Best reasons for pessimism about impact of impact measures?

byTurnTrout14d10th Apr 201932 comments


Habryka recently wrote (emphasis mine):

My inside views on AI Alignment make me think that work on impact measures is very unlikely to result in much concrete progress on what I perceive to be core AI Alignment problems, and I have talked to a variety of other researchers in the field who share that assessment. I think it’s important that this grant not be viewed as an endorsement of the concrete research direction that Alex is pursuing, but only as an endorsement of the higher-level process that he has been using while doing that research.

As such, I think it was a necessary component of this grant that I have talked to other people in AI Alignment whose judgment I trust, who do seem excited about Alex’s work on impact measures.

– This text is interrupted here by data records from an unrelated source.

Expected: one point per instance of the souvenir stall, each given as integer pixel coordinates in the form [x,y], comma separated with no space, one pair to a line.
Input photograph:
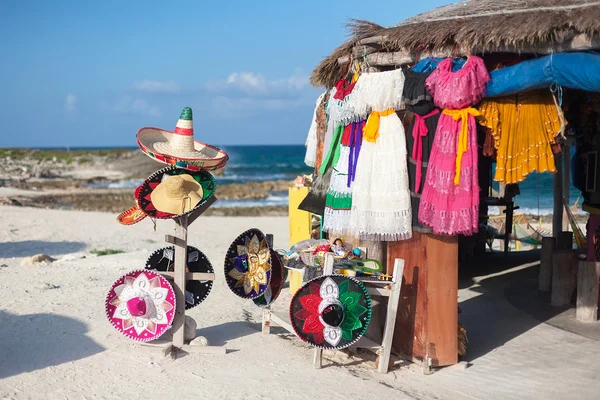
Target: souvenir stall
[412,119]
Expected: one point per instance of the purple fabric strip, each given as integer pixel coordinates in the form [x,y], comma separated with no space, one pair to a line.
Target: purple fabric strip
[355,143]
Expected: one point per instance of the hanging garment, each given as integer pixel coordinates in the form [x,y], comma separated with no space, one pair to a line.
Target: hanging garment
[419,138]
[311,139]
[524,128]
[321,120]
[450,199]
[460,89]
[380,196]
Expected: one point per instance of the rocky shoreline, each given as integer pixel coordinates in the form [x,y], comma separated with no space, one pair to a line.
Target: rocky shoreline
[59,179]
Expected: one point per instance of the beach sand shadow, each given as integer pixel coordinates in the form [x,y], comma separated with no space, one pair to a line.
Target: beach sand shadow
[219,335]
[36,341]
[495,317]
[29,248]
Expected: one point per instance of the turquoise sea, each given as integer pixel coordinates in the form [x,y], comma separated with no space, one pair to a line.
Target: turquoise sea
[266,163]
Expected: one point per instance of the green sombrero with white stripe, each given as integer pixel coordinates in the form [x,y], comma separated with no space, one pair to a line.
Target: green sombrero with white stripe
[179,148]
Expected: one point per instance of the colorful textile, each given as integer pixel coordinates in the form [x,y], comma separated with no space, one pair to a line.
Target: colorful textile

I think I would not have recommended this grant, or at least this large of a grant amount, without their endorsement. I think in that case I would have been worried about a risk of diverting attention from what I think are more promising approaches to AI Alignment, and a potential dilution of the field by introducing a set of (to me) somewhat dubious philosophical assumptions.

I'm interested in learning about the intuitions, experience, and facts which inform this pessimism. As such, I'm not interested in making any arguments to the contrary in this post; any pushback I provide in the comments will be with clarification in mind.

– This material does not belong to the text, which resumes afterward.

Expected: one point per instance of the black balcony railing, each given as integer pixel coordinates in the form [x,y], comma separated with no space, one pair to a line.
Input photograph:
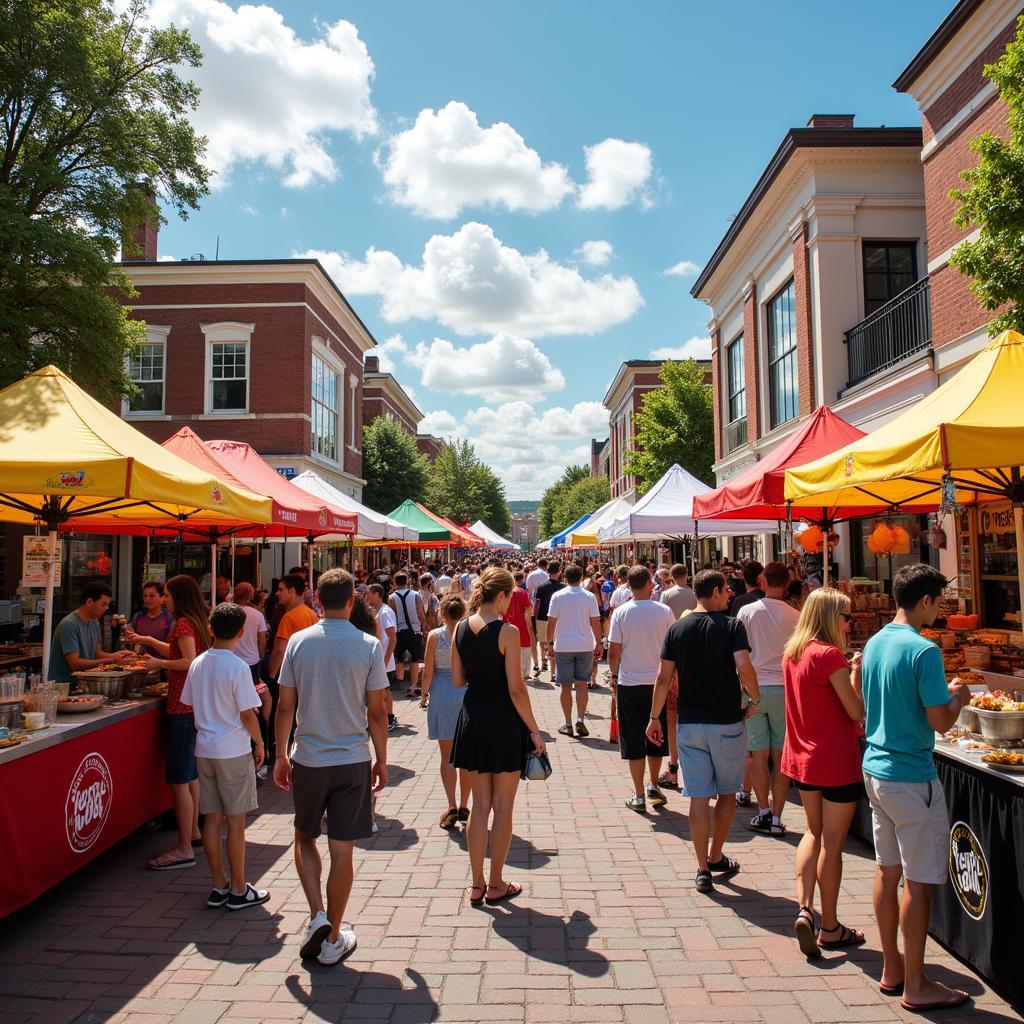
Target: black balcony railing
[735,434]
[900,328]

There are two reasons you could believe that "work on impact measures is very unlikely to result in much concrete progress on… core AI Alignment problems". First, you might think that the impact measurement problem is intractable, so work is unlikely to make progress. Second, you might think that even a full solution wouldn't be very useful.

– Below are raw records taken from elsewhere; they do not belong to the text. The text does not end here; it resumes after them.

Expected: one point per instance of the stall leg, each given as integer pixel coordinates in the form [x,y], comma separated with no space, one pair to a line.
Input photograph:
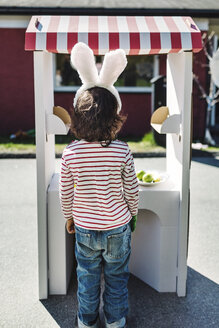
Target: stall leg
[179,90]
[45,154]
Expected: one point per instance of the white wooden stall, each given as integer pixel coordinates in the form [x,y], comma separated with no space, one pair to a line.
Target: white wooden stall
[159,245]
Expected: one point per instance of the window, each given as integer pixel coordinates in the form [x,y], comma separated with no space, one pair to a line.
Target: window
[136,76]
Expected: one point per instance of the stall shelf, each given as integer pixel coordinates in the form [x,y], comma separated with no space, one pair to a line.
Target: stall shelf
[160,243]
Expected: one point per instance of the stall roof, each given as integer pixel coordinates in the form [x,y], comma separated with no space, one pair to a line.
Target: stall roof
[135,34]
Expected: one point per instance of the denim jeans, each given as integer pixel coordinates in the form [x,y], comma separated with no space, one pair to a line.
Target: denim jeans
[109,251]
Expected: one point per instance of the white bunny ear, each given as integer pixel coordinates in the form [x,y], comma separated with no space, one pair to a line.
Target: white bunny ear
[83,60]
[114,64]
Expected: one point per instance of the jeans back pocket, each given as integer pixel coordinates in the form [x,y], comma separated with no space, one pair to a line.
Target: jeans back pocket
[119,244]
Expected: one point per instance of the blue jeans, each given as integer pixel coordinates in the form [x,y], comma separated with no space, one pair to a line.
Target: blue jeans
[109,251]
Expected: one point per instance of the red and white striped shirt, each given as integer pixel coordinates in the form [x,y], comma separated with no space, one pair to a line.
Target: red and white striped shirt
[98,185]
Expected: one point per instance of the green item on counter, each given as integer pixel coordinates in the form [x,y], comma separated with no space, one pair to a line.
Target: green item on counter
[133,223]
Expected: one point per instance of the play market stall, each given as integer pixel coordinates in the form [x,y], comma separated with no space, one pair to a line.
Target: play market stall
[160,243]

Over the course of 5 minutes by the clock, here are the reasons I generated for pessimism (which I either presently agree with or at least find it reasonable that an intelligent critic would raise the concern on the basis of currently-public reasoning):

  • Declarative knowledge of a solution to impact measurement probably wouldn't help us do value alignment, figure out embedded agency, etc.
  • We want to figure out how to transition to a high-value stable future, and it just isn't clear how impact measures help with that.
  • Competitive and social pressures incentivize people to cut corners on safety measures, especially those which add overhead.
    • Computational overhead.
    • Implementation time.
    • Training time, assuming they start with low aggressiveness and dial it up slowly.
  • Depending on how "clean" of an impact measure you think we can get, maybe it's way harder to get low-impact agents to do useful things.
    • Maybe we can get a clean one, but only for powerful agents.
    • Maybe the impact measure misses impactful actions if you can't predict at near human level.
  • In a world where we know how to build powerful AI but not how to align it (which is actually probably the scenario in which impact measures do the most work), we play a very unfavorable game while we use low-impact agents to somehow transition to a stable, good future: the first person to set the aggressiveness too high, or to discard the impact measure entirely, ends the game.
  • In a More realistic tales of doom-esque scenario, it isn't clear how impact helps prevent "gradually drifting off the rails".

Paul raised concerns along these lines:

We'd like to build AI systems that help us resolve the tricky situation that we're in. That help design and enforce agreements to avoid technological risks, build better-aligned AI, negotiate with other actors, predict and manage the impacts of AI, improve our institutions and policy, etc.

I think the default "terrible" scenario is one where increasingly powerful AI makes the world change faster and faster, and makes our situation more and more complex, with humans having less and less of a handle on what is going on or how to steer it in a positive direction. Where we must rely on AI to get anywhere at all, and thereby give up the ability to choose where we are going.

That may ultimately culminate with a catastrophic bang, but if it does it's not going to be because we wanted the AI to have a small impact and it had a large impact. It's probably going to be because we have a very limited idea what is going on, but we don't feel like we have the breathing room to step back and chill out (at least not for long) because we don't believe that everyone else is going to give us time.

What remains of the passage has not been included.